A Billy Sunday Kind of Love
When Calpurnia Waters volunteered to let the Amazing Waldo make her disappear, she never dreamed it would be for good.
Master conjurer and disciple of the mysteries of the most ancient of sorcery and magic, the illusionist came to the Bluff City “Direct from the grand stage of the Hippodrome in New York!,” as his posters proclaimed. In these hard times, dozens of Memphis men thanked him for the three days of work it had taken to raise his vast tent on the fairgrounds, spread cubic yards of fresh sawdust under it, stock it with hundreds of wooden folding chairs, and suspend the multitude of twinkling lights under which the magician now performed.
Suave in tuxedo and white tie, his Douglas Fairbanks mustache neat and his inky hair slicked back smooth against his skull, the Amazing Waldo held his audience spellbound. He had already transformed a rabbit into a dove and transported his leggy assistant Matilda to the very back of the audience from a box on the stage that he had stuck swords clean through, changing the color of her spangled outfit from crimson to gilt for good measure. On this September Saturday afternoon, every one of those folding chairs was filled, and every man, woman, and childin them strained forward to see what miraculous illusion or legerdemain would come next.
“Now, good people of Memphis assembled here, are any of you so daring as to risk being transmuted into energy, transferred to another dimension, and then restored to the fellowship of your rejoicing family?” Waldo said from the front of the stage.
He motioned to Matilda, who with the help of two burly stagehands wheeled an enormous Egyptian mummy case to the center of the stage. “Who among us here tonight would not embrace immortality?” he said. “From the dawn of time, the promise of eternal life has enraptured mankind. Untold ages ago in the storied valley of the Nile, the ancient Egyptians prepared their dead for the afterlife. To earn a place on the great god Ra’s boat for the journey to the land of the Two Fields and that everlasting life, they believed the bodies and organs of the departed must be preserved. They would need them again after their souls traveled safely through the underworld.”
Waldo stepped to the case and rested his hand against its side. “First, the heart of the deceased had to pass scrutiny in the hall of the goddess Ma’at, who placed it on a balance to be weighed against a feather. To board Ra’s boat, one’s heart had to be light.
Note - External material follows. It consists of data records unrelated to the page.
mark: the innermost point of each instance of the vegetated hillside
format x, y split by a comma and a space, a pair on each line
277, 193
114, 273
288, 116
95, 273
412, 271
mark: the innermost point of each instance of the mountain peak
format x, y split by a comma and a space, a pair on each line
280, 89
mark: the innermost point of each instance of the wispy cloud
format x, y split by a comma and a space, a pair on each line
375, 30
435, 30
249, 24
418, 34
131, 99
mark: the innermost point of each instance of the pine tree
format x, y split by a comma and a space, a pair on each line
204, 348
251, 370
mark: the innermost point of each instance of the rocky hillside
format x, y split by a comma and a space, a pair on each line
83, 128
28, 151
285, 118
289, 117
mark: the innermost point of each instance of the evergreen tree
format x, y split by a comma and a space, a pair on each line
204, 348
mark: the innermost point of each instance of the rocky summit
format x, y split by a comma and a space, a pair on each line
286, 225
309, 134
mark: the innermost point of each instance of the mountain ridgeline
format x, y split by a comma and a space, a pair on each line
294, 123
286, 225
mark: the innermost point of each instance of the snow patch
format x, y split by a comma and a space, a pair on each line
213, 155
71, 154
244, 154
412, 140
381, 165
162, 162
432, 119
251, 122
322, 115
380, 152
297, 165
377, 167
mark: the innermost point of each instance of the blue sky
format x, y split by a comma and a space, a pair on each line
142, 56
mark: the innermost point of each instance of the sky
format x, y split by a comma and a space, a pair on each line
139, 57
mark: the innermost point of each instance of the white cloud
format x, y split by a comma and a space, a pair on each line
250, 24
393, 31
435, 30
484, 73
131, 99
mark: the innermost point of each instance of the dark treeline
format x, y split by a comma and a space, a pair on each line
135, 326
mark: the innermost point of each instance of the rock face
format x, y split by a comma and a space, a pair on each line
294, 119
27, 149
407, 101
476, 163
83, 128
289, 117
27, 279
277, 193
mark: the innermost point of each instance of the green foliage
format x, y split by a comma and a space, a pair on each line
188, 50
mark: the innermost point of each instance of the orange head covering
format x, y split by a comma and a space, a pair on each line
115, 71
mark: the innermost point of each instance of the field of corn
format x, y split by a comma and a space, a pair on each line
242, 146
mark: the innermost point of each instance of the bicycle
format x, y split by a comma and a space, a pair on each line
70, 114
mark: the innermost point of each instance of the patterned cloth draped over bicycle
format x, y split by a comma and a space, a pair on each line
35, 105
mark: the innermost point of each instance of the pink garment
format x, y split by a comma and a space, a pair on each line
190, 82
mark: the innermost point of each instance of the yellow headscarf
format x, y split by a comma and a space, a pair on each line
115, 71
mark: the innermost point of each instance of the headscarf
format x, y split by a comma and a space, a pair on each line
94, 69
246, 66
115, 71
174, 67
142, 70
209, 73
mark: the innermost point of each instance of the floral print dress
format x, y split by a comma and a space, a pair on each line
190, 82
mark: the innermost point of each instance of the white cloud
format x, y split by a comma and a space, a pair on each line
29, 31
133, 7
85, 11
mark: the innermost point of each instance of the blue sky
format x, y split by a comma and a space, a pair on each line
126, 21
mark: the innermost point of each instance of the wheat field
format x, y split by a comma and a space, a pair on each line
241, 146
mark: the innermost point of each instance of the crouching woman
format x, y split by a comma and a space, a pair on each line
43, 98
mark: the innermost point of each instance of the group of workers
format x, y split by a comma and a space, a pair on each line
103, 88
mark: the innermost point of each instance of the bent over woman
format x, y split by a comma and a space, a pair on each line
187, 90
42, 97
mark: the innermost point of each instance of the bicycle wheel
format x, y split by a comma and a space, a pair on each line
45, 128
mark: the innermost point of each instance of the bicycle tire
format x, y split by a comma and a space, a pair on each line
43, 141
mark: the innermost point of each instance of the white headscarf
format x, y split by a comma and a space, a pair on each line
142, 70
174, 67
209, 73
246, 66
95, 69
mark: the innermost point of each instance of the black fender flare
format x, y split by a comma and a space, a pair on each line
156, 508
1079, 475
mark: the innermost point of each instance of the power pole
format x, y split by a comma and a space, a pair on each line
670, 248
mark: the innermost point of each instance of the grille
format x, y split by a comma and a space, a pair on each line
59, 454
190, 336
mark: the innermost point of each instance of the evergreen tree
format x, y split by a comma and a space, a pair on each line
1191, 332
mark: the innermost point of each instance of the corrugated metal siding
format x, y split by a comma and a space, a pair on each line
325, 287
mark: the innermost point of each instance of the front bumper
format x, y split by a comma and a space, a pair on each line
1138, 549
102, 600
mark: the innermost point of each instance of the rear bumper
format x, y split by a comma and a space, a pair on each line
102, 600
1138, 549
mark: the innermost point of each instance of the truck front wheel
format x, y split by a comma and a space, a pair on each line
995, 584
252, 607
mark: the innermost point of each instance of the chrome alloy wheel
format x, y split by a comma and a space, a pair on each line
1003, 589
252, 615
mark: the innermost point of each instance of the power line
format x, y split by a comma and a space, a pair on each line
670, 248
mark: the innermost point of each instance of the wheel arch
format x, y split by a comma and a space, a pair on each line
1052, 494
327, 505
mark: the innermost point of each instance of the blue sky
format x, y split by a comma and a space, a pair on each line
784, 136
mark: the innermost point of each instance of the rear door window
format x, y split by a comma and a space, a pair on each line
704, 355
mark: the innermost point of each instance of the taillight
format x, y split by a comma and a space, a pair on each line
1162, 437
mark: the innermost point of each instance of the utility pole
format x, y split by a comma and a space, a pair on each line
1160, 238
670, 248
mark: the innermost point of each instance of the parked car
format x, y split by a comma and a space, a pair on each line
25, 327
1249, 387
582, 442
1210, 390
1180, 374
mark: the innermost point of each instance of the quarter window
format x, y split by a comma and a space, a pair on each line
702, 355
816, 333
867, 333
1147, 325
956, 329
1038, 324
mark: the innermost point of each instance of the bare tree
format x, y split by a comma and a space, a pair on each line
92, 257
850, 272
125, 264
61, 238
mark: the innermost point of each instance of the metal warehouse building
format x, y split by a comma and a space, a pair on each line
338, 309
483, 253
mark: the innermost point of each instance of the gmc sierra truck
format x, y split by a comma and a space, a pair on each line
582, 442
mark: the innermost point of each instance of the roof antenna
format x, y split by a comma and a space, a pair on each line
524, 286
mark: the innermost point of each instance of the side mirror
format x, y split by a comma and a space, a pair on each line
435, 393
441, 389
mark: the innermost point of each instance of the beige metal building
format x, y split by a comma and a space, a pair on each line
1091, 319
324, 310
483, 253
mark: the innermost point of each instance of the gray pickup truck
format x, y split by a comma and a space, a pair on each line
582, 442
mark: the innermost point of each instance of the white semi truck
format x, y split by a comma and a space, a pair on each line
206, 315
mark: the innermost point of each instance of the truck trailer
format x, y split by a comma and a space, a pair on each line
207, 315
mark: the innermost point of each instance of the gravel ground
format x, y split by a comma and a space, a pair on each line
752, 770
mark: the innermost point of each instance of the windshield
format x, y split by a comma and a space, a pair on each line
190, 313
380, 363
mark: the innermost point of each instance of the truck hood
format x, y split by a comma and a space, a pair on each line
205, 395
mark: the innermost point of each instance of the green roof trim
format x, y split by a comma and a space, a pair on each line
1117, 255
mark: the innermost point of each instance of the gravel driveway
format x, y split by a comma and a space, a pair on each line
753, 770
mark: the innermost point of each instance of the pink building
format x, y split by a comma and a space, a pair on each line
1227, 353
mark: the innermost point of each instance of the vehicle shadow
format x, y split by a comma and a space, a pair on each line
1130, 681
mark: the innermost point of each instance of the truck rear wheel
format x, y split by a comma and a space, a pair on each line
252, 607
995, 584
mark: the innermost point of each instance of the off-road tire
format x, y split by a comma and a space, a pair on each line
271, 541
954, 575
Only the kind, the gentle, and the upright who spent their lives doing good were light of heart.”
He stalked back to the edge of the stage and regarded the nowquiet crowd. “Those whose hearts could not pass Ma’at’s test were denied a place on Ra’s boat and vanished from the face of the earth forever.” He struck the spot over his heart with his right fist. “Now, I know that there must be many among you who live virtuous lives. This antique case once housed the body of a great pharaoh, a king wise and good who no doubt found his rest in the afterlife.” Right palm now open, he gestured toward the case. “Which of you is willing to enter?”
The crowd stirred. This time, fewer hands went up than had appeared when the Amazing Waldo first issued his challenge.
Calpurnia turned to her friend Hattie Taylor where they sat on the second row of the colored section. “I’m going.” Calpurnia waved her hand in the direction of the stage.
“Cal, what on earth makes you think he’s going to pick you?” Hattie gave her a you-have-clean-lost-your-mind grin.
“This right here.” Calpurnia tapped the brace on her right leg. “You know it’s always better if he can get a crippled girl up on the stage. Makes the audience feel sympathy.”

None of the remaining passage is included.